Regional cooperation a must to combat Sargassum threat

Among the more important environmental stories over recent days relates to the planned establishment in Grenada of a regional secretariat and information hub to help cope with the floating Sargassum seaweed threat to regional economies.

The Caribbean Media Corporation (CMC) tells us that the plans were announced by Grenada’s Prime Minister Mr Dickon Mitchell at the close of a two-day conference funded by the European Union, themed ‘Turning the Tide: Sustainable Practices and Economic Opportunities for Sargassum in the Caribbean Basin’.
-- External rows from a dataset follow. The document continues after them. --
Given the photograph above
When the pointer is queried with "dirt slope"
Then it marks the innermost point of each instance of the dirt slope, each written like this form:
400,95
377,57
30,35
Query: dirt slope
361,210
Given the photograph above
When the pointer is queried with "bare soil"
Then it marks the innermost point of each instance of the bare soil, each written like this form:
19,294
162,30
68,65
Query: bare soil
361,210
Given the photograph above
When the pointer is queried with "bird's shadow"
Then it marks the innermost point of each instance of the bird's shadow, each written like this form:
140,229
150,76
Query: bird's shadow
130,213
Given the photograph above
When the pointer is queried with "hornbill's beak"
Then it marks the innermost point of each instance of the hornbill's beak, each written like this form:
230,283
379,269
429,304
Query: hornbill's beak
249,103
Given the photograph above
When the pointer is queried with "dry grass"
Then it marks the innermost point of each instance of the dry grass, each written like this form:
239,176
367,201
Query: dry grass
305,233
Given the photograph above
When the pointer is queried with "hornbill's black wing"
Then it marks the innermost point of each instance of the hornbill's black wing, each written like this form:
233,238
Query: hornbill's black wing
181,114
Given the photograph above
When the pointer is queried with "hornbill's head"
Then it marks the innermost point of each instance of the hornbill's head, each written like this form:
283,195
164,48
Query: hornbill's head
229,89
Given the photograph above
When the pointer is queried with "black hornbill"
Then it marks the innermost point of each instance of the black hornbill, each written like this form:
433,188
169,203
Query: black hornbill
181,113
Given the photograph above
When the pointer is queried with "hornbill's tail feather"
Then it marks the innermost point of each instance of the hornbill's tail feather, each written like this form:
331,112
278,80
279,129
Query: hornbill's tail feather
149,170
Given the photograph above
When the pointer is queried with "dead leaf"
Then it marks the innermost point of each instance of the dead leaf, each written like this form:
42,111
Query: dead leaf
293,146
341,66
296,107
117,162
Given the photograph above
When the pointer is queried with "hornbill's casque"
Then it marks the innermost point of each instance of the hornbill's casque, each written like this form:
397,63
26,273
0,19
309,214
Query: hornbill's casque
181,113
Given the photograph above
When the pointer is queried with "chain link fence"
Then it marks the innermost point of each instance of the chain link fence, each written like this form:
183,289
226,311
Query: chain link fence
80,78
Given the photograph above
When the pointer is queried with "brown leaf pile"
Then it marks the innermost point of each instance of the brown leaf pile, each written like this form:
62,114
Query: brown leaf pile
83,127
Environmentalists say that Sargassum has long existed in the mid-Atlantic Ocean, Caribbean Sea, and Gulf of Mexico, providing an important source of nutrients for marine and beach life.

However, human interventions have changed all that.

Since 2011, massive “islands” of sea weed have been drifting into the Caribbean and the Gulf undermining marine life, fishing industries, damaging mangroves, and clogging beaches.

On shore, the great mats of seaweed rapidly degrade into smelly, odious, health-hazardous, insect-filled mess, repelling beachgoers and endangering life-giving tourism.

Agricultural and industrial pollutants, including fertilisers and other chemicals washed into the Atlantic by the great rivers of South America, Africa, and North America, are believed to be major contributors to the rapid growth of floating Sargassum this century, and more especially over the last decade.

Logging and wider deforestation which loosens soil, enabling its loss to rushing rivers and eventually the sea, as well as Sahara dust, and other climatic and environmental influences are also factors, experts say.

Relatively protected geographically though it is, in the north-central Caribbean, Jamaica has had its fair share of problems with Sargassum.

The situation is well nigh calamitous for the unprotected chain of islands to the east, which form the eastern boundary of the Caribbean Sea.

Research as well as small projects done so far have suggested there is economic value in Sargassum through its use in manufacturing of fertilisers, animal feed, and even construction materials.

But there is much work to be done, and meantime regional economies must be protected.

In 2018, which was a very bad year in terms of Sargassum invasion of Caribbean shores, regional clean-up was estimated at US$120 million.

Mr Mitchell told the recent two-day conference that setting up of the regional secretariat and information hub was critical to ensuring that “we (Caribbean countries) have a central coordinating body for policy development, research, collaboration, and sustainable management of Sargassum efforts throughout the region”.

All too often members of the Caribbean Community and the wider region have talked the good talk while falling flat at implementation time.

That must not happen in the face of this ongoing environmental threat.

This newspaper is at one with the director general of the Organisation of Eastern Caribbean States Commission Dr Didacus Jules, that “Sargassum knows no boundaries and neither should our response …the influxes that we face require not only national efforts but a coordinated regional strategy. We need to work together on forecasting, collections, storage and processing.”

All of us, not least regional media, should do our part in making sure the anticipated “coordinated regional strategy” becomes reality.